Chicken breasts spiced with ground coriander and fresh lime juice pair perfectly with this chunky avocado and tomato salsa!
Like the ADULT that I am, I like to cook my own meals. Sometimes I’m cooking for groups, sometimes for small dinner parties, and sometimes just for one person.
I love recipes that can easily be adjusted to suit the number of servings you’d like to make. You can make this recipe for one (no judgement, guys), or make the full recipe and save the leftovers for new creations.
I used the leftover chicken in tacos and on a salad, while the salsa was used up as a topping for scrambled eggs.
This quick recipe uses a five-minute ground coriander and lime juice marinade for the chicken, and provides time for you to whip up the chunky avocado salsa while the chicken cooks on the stove.
Save some time on your avocados with this great 3-in-1 Avocado peeler, slicer and pitter tool.
If you’re really feeling ambitious, start the whole thing off with a pot of rice (here’s my no-fail rice method!) and then use any leftovers to make fried rice later in the week.
You’ll want to use your cast iron pan for this one if you really want that beautiful color on your chicken. Non-stick will work, too, but nothing beats cast iron! I use this inexpensive pan from Lodge just about every day of the week.
Here’s the Recipe!
Coriander Lime Chicken with Chunky Avocado Salsa Recipe
For the Chicken
- 2 tablespoons ground coriander
- 1/4 cup freshly squeezed lime juice
- 1/4 cup extra virgin olive oil
- 1 teaspoon salt
- 2 teaspoons garlic power
- 3 large chicken breasts - sliced horizontally (parallel to the cutting board) into 2 thin pieces
For the Salsa
- 1 cup chopped tomato
- 2 tablespoons minced yellow or red onion
- 2 teaspoons lime juice
- 1/2 teaspoon salt
- 1/4 teaspoon black pepper
- 1 avocado - peeled and diced
- Combine the coriander, lime juice, olive oil, salt and garlic powder in a large zipper-close bag. Add the thin chicken breast pieces and allow to marinate for 5 minutes.
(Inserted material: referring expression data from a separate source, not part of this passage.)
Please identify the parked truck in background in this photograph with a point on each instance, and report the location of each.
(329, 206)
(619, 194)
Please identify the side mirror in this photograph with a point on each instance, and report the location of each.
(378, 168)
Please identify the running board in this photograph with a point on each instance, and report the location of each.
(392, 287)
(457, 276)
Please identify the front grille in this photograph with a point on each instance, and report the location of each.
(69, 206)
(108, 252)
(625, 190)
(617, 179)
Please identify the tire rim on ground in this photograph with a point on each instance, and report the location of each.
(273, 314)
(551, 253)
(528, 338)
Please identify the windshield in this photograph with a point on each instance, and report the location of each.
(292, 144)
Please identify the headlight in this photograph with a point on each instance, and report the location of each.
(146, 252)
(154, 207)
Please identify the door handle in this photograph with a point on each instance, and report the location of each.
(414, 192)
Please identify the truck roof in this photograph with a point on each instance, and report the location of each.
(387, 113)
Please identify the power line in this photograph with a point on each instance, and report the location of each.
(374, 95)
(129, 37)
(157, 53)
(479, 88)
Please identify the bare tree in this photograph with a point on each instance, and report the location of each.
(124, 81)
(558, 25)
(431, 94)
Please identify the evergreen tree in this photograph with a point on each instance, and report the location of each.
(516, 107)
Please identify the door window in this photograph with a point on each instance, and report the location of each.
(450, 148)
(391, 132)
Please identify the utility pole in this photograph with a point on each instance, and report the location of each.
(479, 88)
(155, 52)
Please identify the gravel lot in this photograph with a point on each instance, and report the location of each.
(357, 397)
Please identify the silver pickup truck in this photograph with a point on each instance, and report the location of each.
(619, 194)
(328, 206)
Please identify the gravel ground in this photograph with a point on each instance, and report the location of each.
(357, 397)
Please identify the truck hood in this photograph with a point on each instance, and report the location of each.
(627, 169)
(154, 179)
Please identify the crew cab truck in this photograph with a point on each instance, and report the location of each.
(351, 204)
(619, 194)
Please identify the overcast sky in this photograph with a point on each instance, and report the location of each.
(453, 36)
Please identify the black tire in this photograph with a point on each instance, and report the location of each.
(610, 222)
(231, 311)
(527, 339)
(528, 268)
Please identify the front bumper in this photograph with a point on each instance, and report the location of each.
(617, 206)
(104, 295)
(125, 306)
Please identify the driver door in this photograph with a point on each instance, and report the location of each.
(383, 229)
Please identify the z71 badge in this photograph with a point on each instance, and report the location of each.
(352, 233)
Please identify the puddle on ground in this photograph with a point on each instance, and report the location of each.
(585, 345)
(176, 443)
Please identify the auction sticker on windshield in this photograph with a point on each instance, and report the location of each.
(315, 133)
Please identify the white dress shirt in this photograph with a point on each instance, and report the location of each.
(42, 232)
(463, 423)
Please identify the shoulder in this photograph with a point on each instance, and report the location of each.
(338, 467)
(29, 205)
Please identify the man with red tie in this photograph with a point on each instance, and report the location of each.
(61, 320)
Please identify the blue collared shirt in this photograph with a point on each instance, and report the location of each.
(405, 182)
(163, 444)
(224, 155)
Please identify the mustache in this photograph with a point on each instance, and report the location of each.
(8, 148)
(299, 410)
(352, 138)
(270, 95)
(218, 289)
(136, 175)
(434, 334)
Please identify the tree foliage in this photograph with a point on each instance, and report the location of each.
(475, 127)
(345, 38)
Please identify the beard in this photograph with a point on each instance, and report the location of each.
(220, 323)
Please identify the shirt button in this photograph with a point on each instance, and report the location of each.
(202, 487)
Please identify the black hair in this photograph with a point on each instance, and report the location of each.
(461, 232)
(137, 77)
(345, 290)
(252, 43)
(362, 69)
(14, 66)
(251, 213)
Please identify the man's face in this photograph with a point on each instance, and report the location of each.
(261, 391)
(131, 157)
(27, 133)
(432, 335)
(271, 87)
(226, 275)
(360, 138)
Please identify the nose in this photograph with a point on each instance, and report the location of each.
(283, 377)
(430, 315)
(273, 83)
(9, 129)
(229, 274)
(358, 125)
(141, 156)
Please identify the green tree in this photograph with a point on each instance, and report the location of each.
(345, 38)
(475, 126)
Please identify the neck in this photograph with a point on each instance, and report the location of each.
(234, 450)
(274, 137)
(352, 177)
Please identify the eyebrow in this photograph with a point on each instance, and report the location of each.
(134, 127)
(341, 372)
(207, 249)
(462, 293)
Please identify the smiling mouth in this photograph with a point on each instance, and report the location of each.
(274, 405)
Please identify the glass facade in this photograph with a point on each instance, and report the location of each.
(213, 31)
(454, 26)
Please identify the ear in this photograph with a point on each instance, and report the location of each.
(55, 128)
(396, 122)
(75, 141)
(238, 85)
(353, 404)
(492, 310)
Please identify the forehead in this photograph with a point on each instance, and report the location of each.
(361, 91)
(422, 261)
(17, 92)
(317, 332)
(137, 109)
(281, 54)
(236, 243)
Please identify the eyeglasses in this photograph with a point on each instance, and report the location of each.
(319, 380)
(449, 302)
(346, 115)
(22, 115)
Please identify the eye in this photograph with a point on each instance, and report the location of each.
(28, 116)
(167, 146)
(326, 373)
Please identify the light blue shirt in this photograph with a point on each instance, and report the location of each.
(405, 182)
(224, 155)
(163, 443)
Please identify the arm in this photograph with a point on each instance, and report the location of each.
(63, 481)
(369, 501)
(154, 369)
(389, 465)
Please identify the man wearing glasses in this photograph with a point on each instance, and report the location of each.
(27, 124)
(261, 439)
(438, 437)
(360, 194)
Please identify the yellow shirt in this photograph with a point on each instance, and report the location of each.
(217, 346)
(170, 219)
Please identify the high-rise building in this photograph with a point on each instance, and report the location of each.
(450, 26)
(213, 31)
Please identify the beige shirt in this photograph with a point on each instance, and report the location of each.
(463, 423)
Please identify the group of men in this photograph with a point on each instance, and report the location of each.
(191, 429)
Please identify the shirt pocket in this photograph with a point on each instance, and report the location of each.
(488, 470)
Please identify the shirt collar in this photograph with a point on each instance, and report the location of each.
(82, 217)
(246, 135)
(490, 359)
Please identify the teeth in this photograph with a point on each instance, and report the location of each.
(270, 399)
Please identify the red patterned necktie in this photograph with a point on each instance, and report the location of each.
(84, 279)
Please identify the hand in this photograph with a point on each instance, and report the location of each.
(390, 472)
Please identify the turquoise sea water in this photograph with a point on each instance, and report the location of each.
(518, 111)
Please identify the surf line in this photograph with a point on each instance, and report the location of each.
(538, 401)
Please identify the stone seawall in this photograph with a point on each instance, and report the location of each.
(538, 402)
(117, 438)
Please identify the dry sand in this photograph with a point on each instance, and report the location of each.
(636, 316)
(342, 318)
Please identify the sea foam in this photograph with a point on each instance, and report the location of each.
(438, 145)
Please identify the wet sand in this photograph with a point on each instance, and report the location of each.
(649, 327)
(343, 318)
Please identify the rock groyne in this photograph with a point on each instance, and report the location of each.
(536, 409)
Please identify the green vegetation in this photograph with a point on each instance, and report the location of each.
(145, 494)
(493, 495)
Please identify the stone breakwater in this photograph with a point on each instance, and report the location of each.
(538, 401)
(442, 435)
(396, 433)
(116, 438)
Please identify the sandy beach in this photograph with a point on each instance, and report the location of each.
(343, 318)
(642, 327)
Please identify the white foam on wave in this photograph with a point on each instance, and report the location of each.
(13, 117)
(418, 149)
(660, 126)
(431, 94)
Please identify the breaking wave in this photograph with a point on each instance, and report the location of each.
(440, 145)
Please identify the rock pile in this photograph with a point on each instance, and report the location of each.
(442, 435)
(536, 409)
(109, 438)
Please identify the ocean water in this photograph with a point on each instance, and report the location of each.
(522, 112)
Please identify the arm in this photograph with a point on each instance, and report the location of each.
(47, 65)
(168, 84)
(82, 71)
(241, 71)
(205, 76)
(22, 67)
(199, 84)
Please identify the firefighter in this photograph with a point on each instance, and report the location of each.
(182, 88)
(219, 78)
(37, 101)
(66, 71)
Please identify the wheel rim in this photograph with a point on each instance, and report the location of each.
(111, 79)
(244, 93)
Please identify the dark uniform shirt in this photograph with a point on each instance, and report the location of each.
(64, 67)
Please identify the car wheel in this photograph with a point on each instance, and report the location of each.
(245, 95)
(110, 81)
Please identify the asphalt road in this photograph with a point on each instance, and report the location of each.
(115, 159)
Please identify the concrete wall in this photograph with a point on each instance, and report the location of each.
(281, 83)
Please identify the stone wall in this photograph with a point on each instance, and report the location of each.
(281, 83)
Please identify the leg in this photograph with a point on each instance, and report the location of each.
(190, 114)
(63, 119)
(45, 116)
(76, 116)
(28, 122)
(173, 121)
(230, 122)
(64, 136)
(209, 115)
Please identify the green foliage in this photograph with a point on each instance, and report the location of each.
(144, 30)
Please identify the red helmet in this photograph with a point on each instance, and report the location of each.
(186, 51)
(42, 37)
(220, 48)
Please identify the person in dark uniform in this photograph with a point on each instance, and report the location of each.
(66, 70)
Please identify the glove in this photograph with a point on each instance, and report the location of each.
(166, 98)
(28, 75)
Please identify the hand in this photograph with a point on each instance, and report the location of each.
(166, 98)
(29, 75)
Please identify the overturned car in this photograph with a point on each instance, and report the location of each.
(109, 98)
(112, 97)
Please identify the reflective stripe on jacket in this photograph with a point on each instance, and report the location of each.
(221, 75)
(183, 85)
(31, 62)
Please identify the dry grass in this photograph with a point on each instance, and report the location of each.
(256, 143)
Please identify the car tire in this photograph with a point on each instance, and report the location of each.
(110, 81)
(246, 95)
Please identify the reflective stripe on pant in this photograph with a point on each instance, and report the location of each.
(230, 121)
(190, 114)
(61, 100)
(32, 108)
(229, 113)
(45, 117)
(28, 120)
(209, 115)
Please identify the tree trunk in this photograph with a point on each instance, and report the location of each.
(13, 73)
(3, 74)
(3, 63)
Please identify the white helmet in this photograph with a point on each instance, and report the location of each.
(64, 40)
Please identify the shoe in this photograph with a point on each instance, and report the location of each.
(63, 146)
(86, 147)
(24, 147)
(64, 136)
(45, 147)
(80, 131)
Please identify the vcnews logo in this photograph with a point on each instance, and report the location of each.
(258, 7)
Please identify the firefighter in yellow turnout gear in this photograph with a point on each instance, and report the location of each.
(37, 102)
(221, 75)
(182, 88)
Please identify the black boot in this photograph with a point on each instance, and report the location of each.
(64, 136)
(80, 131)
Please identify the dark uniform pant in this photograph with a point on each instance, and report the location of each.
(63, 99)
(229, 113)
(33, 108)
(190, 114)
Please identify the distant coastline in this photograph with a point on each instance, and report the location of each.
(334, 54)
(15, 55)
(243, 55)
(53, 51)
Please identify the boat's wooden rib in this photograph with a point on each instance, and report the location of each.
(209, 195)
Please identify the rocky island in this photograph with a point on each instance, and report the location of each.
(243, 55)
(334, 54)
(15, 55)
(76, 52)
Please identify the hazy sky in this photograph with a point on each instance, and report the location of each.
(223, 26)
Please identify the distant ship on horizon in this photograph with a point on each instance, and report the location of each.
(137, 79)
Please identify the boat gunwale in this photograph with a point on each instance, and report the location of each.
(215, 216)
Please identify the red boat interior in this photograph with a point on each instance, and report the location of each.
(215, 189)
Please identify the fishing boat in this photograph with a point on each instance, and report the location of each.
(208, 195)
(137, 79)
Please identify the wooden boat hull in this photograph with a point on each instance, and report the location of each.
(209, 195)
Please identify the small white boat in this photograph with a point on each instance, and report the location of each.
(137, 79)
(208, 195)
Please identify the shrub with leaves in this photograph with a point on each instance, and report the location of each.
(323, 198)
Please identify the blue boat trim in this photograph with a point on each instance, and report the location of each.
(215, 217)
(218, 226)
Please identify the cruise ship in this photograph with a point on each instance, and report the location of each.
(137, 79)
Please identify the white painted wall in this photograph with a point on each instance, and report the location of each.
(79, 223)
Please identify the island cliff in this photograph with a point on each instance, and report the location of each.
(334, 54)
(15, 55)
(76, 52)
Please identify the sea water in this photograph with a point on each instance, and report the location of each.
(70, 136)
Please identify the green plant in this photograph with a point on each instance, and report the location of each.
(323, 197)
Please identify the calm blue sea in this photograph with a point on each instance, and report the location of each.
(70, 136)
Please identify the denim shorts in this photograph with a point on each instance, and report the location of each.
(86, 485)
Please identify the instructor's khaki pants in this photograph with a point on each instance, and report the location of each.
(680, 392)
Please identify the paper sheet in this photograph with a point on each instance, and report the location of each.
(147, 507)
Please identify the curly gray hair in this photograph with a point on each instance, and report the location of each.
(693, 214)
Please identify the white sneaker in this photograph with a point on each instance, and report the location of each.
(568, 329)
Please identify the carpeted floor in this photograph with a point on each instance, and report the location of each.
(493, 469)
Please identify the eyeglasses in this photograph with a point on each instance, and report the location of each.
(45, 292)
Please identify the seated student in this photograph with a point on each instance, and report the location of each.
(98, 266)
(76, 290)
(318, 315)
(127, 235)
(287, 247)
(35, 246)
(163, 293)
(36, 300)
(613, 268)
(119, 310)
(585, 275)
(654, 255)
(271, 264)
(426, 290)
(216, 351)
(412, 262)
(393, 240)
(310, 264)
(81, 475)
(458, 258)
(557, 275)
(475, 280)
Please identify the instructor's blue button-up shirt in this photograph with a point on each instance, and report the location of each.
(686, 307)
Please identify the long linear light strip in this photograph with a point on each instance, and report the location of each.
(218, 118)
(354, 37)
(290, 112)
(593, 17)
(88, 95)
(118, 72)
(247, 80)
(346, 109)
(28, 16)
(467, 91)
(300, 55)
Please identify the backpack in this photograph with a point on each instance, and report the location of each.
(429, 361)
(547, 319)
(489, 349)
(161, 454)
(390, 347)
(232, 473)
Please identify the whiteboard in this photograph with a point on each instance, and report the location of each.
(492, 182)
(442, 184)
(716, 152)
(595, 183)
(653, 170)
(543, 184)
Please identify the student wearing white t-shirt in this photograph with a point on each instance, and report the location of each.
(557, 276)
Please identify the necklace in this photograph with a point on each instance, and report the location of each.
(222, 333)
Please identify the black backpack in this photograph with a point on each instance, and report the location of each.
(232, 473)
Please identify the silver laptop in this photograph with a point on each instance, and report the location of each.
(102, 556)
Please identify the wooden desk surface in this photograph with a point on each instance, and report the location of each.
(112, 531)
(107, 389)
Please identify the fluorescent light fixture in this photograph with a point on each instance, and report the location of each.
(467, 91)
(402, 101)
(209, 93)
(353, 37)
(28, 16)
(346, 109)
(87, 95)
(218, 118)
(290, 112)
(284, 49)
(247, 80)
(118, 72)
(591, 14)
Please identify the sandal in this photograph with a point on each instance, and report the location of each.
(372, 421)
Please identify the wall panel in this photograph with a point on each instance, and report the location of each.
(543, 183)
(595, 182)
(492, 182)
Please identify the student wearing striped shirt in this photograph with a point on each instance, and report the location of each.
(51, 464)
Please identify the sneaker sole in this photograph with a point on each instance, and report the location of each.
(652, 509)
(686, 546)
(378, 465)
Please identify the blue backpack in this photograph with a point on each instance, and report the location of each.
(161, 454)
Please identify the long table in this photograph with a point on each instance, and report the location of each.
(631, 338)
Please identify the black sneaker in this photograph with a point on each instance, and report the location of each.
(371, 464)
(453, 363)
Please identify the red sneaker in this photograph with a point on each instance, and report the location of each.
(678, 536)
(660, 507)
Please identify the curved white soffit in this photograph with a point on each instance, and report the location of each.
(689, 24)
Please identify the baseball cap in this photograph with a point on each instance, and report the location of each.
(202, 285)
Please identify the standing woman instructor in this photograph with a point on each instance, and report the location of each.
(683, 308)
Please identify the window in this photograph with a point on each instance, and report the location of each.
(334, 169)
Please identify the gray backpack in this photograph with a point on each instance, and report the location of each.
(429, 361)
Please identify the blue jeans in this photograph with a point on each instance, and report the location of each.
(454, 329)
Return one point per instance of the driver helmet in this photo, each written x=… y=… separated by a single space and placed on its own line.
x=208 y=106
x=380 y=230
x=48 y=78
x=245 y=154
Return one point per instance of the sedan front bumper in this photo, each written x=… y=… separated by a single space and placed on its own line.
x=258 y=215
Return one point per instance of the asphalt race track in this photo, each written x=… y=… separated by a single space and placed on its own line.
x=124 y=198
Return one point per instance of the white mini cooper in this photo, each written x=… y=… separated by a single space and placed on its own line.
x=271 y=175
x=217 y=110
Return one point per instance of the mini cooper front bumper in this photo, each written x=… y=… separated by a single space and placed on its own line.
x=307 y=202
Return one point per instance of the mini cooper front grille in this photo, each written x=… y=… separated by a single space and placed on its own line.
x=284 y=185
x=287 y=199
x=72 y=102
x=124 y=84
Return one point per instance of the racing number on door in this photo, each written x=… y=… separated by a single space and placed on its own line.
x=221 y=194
- Meanwhile, heat a large cast iron skillet over medium-high heat. Discard the marinade and place three of the chicken pieces into the pre-heated pan. Cook for 2-3 minutes per side until golden brown and cooked through. Remove the cooked chicken and set aside. Repeat with remaining three pieces of chicken.
- While the chicken is cooking, prepare the salsa by combining the tomatoes, onion, lime juice, salt and pepper in a large bowl. Use a wooden spoon to gently fold in the diced avocado. Arrange the cooked chicken pieces on a platter and top with the salsa. Serve hot.